Somehow my brain’s first response to these scenarios is guilt (of course) because, no, I can’t skip my five calls this morning to go to story time with them, and no, I don’t plan on throwing a Pinterest-inspired birthday bash for my toddler. I don’t have the time or energy! Is it normal that my nanny, who sees me running around like a madwoman to keep up with work and all the demands of parenting on a daily basis, treats me as if my job is an optional activity?
I Won’t Be Shamed for Being a Working Mom
Dear Working Mom,
UGH. Ok, I want to first say: GO ON WITH YOUR BAD SELF. I know this working mom thing isn’t easy, not by a long shot, so the fact that you’re doing it and succeeding at it deserves an immense amount of credit. I am also very intimately acquainted with the working mom guilt you speak of, and it’s the worst. Working moms, whether they work by choice or necessity, are doing what they need to do for themselves and their families. And rather than shame us for it, it’d be SUPER great if people could be more supportive and just worry about their own selves, yes? Yes.
Now that I’ve gotten that off my chest, let’s talk about this nanny situation! This is really really indicative of a broader, societal problem where people assume that women—because we are women—will just automatically take the reins when it comes to parenting, home life, and anything kid-related. And that is not the case in so many families, especially modern families with at least one working parent. We went in on those kids 50/50, so dammit, we’re splitting the work.
I don’t think your nanny means any harm by it, but sadly, I would say it’s normal to assume that the mother will be the one to drop what she’s doing to tend to the kids, or plan the parties, or call out sick when their kid is sick. Perhaps your nanny has some deeply-held beliefs about motherhood and working moms, and has a hard time separating that from the work she does for your family. Or perhaps, she just assumes that (again) because you’re a mom, this stuff falls under your umbrella. All things considered, if this is the only issue you have with her, you may be inclined to let it slide. But that doesn’t mean you and your husband shouldn’t address it with her.
If you and your husband are on the same page as far as handling kid stuff as it comes up, then it’s time to have a sit down with your nanny and get her on the same page, too. Is it possible that she just doesn’t know that he can do a lot of the stuff she assumes you should do? Because he can! He can totally take the girls to dance (dance dads are awesome), and he can 100% take them to doctor’s appointments.

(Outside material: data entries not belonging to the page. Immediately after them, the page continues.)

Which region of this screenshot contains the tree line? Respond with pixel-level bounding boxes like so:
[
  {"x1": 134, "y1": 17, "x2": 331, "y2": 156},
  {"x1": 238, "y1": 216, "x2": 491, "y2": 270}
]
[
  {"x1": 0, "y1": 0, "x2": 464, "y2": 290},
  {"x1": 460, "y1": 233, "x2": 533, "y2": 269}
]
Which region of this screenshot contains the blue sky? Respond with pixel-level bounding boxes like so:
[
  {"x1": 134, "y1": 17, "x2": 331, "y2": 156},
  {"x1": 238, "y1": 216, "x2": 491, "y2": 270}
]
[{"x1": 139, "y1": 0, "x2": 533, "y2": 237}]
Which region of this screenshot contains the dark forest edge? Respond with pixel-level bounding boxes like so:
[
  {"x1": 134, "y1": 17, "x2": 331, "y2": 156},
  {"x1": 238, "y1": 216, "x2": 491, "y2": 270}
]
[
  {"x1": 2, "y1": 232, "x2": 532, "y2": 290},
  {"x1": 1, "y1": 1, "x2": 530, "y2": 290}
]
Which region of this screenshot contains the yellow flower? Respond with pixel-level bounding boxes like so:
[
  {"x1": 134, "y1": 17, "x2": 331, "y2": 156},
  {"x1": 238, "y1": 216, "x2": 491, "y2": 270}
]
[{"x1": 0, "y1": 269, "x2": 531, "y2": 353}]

It might be time to gently remind your nanny that your daughters have two capable, involved parents, and that rather than single you out for this kind of stuff, she should start alerting BOTH of you and letting you guys hash out the details. Some days, you will be the one around to go to story time. But their dad will be around on some days, too, and not only is it burdensome on you to put it all on your plate, it’s actually kind of a slight to dad that she doesn’t even consider him in these situations.
Finally, I want to just say: screw the working mom guilt. Screw it! Don’t feel guilty for working, for enjoying your work, or for putting a lot of yourself into your work. There’s nothing shameful about providing for your family, and there’s nothing shameful about enjoying your job. You’re juggling a demanding job while raising your kids and you should be incredibly proud of that. It’s not easy, not by a long shot, but if it’s worth it to you, then it’s exactly what you should be doing.